My mother taught me to to read. It seems strange to commit this to print as shouldn’t a child learn to read from a teacher? I was no prodigy; I don’t remember reading before age five, so it would seem logical that a teacher would have been the first to school me in this fine art. I can recollect sitting in a semi-circle on the floor with my peers and gazing up as my teacher glided her pointer stick in a steady line over simple words like, “cat” and “house.” She would fling the massive paper sheets back with abandon when we finished a page propped precariously on its metal easel. However, to me, this was not reading. Reading was sitting at home, saddled on the sofa next to my mother, companionably ambling through “Dick and Jane” readers and delighting in Margaret Hillert books.

My elementary school years are foggy with a mash-up of books that came and went, none leaving much of a mark. I can remember, with some fondness, reading the “The Boxcar Children” with my brother on Saturday mornings. I was inspired by the independence and resourcefulness of the Alden siblings in the face of adversity. Many a dream of living in abandoned boxcars (that continues to this day in all its reclaimed/repurposing glory) stemmed from reading that series.

Every year, after school let out for the summer, my brother and I would have reading competitions to see who could read the most books on break. Added incentive was the $1.00 payment garnered from our parents for each book completed. I always won, but he had more friends. While I was rich monetarily, he was wealthy socially.

The book that thoroughly enthralled my pre-teen self was Madeleine L’Engle’s “A Wrinkle In Time.” Reading this book at age twelve, with a mousy, intelligent, thirteen-year-old protagonist to whom I could relate, was particularly memorable. Unlike her predecessors — Nancy Drew, fairy princesses, and the older girls of the Judy Blume series that I read before my chronological age matched those of the main characters — Meg Murry and I were on the same page. Also, at the time of its reading, I was staying with a devoutly religious aunt and the Christian overtures of the book carried a bit more weight than they would have in my past, given my agnostic upbringing. Though much of the philosophy and symbolism sailed over my adolescent head, it introduced me to literary terminology like “foreshadowing” and “allusion.” Taking apart a book and dissecting the innards was a revelation.

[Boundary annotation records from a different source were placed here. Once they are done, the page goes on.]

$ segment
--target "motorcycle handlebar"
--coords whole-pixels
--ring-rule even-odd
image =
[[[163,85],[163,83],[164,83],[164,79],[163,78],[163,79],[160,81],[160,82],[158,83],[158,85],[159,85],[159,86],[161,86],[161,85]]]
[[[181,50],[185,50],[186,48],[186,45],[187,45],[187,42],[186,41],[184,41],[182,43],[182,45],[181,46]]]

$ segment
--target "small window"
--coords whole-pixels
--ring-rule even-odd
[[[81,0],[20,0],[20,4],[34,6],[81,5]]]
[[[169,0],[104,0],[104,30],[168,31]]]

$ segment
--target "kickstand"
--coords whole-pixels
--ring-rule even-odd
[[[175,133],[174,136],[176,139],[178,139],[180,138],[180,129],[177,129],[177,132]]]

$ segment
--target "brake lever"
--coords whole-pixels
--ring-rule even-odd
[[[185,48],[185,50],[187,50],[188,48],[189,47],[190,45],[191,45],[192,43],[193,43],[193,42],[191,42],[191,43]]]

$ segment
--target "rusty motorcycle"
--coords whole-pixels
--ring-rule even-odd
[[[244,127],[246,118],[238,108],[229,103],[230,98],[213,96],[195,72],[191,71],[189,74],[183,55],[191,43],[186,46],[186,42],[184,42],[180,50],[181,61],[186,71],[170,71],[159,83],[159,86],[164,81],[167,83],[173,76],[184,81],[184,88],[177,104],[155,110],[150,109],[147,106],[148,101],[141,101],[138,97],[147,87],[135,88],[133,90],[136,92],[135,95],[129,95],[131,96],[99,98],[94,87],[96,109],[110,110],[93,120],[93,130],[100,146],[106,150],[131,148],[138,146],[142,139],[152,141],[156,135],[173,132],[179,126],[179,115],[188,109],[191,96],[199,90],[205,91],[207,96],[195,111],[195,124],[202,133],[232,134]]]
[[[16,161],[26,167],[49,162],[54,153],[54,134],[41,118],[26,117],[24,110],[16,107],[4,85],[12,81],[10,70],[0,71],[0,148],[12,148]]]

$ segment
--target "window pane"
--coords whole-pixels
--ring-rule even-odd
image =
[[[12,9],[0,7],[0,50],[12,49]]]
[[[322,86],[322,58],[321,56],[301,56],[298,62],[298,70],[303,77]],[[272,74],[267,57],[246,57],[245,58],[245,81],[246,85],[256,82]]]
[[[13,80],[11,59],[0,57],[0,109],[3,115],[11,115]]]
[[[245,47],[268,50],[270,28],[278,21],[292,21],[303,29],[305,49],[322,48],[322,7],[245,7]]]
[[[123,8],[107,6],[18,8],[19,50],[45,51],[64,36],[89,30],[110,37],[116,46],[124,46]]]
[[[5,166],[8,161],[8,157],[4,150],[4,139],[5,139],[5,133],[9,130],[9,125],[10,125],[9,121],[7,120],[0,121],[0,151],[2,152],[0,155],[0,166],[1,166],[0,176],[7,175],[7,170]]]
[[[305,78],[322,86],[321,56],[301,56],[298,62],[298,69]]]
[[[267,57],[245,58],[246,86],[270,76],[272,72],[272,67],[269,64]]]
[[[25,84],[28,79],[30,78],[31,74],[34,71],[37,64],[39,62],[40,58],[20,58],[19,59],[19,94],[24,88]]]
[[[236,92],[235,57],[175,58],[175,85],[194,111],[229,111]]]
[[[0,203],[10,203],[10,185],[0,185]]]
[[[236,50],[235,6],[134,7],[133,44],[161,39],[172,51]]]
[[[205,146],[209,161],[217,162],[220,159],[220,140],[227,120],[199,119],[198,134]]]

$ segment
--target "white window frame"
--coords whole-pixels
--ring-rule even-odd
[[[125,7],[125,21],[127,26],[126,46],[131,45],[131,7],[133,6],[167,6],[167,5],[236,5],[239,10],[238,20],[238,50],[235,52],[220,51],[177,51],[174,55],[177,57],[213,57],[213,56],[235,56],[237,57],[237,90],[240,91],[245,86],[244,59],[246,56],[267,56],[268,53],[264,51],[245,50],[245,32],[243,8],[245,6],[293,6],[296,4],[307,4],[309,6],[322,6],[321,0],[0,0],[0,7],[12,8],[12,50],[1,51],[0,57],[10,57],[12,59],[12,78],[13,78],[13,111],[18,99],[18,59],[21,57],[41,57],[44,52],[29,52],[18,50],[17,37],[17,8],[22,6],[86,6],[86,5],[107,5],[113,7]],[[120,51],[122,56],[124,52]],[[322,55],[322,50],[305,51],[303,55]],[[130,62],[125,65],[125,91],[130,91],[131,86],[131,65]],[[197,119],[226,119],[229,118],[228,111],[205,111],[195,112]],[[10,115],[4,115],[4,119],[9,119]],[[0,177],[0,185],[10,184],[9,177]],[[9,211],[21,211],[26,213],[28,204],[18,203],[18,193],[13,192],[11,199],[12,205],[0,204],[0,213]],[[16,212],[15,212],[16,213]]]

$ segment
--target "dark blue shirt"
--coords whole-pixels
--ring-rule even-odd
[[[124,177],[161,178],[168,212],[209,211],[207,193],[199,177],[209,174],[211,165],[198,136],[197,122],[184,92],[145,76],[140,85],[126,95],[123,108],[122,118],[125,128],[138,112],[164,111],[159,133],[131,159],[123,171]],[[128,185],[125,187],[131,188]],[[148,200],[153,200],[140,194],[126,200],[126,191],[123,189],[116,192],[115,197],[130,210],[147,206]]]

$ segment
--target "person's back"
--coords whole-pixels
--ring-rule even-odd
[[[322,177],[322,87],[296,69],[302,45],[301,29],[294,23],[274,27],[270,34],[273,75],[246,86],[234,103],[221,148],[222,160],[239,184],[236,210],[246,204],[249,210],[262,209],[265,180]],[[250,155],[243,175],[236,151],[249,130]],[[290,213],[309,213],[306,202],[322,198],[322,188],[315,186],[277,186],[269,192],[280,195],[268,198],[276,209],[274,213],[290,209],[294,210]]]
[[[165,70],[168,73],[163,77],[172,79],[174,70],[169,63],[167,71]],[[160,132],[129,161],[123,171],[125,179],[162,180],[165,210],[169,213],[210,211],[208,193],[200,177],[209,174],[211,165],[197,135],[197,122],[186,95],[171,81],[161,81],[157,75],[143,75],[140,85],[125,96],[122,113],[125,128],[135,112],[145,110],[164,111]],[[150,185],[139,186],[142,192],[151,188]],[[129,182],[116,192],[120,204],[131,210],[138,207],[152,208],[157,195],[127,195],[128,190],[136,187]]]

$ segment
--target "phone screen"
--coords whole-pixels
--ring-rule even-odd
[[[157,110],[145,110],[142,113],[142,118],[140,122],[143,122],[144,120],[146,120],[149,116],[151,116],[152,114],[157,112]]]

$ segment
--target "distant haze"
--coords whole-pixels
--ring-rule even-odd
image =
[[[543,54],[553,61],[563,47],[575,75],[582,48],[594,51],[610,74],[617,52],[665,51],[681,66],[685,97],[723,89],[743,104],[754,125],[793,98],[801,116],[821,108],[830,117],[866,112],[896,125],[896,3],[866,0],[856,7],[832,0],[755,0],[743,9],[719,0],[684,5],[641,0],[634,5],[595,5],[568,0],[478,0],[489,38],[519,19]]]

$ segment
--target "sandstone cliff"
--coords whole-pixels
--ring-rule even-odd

As the years of my reading forays trudged on, I could be found at recess in junior high, sitting with a book on top of the toilet seat. While my peers were rambunctiously playing in the school yard, I was self-sequestered in the bathroom, the only oasis of peace I could find. I went to a segregated school in the south-end of town so reading was a means of escape — both figuratively and literally — from the peers that would bully me because my skin color was different and because they thought me smarter than they were. If it appeared I was going to the bathroom, the students and staff would leave me alone.

I tell folks the toilet tale to prove my conviction to the cult of reading. I suppose that this is where my love of reading was cemented. The story garners a laugh and the occasional sideways glance, but to me, it’s my rite of passage — from being casual reader to card-carrying, hopeless bibliophile. The love affair continues to this day and I hope to share my passions and insights with you here. Thanks for taking the time and most importantly, for reading.